The research by the ESG data intelligence firm, which surveyed 250 European commercial real estate asset managers in the UK, Germany, France, Spain and Italy (50 in each country), also highlights the huge energy cost increases asset managers are experiencing within their portfolios. 

Over half (53%) of those questioned said they had seen energy costs rise by over 51% across their commercial real estate portfolios. Staggeringly, of these, 18% cited a massive increase of between 71% and 90% in the cost of their energy.
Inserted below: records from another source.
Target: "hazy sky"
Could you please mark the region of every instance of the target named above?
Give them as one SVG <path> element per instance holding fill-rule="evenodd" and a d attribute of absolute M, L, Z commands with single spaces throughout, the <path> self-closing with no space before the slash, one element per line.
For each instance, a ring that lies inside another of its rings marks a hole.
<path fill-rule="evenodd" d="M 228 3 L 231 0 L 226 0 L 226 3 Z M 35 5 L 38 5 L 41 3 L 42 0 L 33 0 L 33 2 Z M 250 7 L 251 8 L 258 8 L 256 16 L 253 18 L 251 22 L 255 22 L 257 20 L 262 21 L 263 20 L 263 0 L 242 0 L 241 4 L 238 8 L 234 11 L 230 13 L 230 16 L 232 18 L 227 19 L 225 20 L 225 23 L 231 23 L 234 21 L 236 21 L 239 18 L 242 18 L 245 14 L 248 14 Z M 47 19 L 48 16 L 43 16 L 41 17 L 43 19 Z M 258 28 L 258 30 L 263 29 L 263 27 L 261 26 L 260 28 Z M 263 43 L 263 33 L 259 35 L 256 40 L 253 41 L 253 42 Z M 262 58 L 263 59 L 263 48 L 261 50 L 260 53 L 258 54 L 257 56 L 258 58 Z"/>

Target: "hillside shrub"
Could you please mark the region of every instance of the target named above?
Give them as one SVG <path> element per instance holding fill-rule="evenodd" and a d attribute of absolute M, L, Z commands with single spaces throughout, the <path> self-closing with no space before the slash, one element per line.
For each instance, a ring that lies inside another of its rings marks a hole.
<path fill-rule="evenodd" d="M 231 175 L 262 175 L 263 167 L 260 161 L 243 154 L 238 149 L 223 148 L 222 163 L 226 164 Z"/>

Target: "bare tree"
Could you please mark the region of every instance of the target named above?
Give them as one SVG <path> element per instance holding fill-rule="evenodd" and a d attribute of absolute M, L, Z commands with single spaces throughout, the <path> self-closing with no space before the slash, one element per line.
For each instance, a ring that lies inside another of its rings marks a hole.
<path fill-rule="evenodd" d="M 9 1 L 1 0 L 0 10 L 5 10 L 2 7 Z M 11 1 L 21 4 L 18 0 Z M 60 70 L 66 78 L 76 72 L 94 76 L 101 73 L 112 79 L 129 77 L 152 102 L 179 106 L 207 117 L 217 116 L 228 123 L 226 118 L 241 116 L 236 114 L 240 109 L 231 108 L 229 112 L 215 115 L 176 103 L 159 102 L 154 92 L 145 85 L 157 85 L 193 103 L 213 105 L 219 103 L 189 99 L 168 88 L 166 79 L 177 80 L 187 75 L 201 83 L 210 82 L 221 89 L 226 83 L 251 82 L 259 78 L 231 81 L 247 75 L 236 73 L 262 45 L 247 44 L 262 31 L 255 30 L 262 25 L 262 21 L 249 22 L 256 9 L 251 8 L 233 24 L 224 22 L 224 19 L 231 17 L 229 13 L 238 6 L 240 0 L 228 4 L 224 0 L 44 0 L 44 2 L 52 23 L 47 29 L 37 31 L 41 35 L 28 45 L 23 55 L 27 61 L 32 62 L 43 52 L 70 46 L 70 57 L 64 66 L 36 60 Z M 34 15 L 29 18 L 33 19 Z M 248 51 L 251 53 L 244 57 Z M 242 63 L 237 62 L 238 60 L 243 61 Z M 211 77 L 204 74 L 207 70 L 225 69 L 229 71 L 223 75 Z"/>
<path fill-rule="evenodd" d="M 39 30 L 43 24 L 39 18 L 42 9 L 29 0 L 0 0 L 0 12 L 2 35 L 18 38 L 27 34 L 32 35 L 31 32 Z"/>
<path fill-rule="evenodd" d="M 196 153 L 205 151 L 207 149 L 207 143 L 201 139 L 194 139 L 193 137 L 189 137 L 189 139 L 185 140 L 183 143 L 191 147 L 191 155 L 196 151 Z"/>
The need for more energy-efficient commercial buildings is also highlighted by the increase in green premiums - the higher pricing power of more sustainable buildings. The research reveals that over half (56%) are seeing an uplift of 11% to 15% and a further 28% said they had experienced a 5% to 10% increase in value, reflecting the growing demand for more efficient buildings from occupiers and the people that use them.

At the other end of the scale, 82% expect the energy crisis to cause a dramatic increase in unoccupied buildings that do not perform well when it comes to energy efficiency. Those assets with poor energy efficiency will also be sold more quickly than originally planned, according to 81% of respondents.

Commenting on the research findings, Vincent Bryant, CEO and co-founder of Deepki, said: “Businesses across Europe are counting the cost of the energy crisis, and commercial real estate is no exception. 

“However, rather than stopping investment, the sector is taking action, either by accelerating plans to improve the energy efficiency of buildings or to divest those where the performance is particularly low.”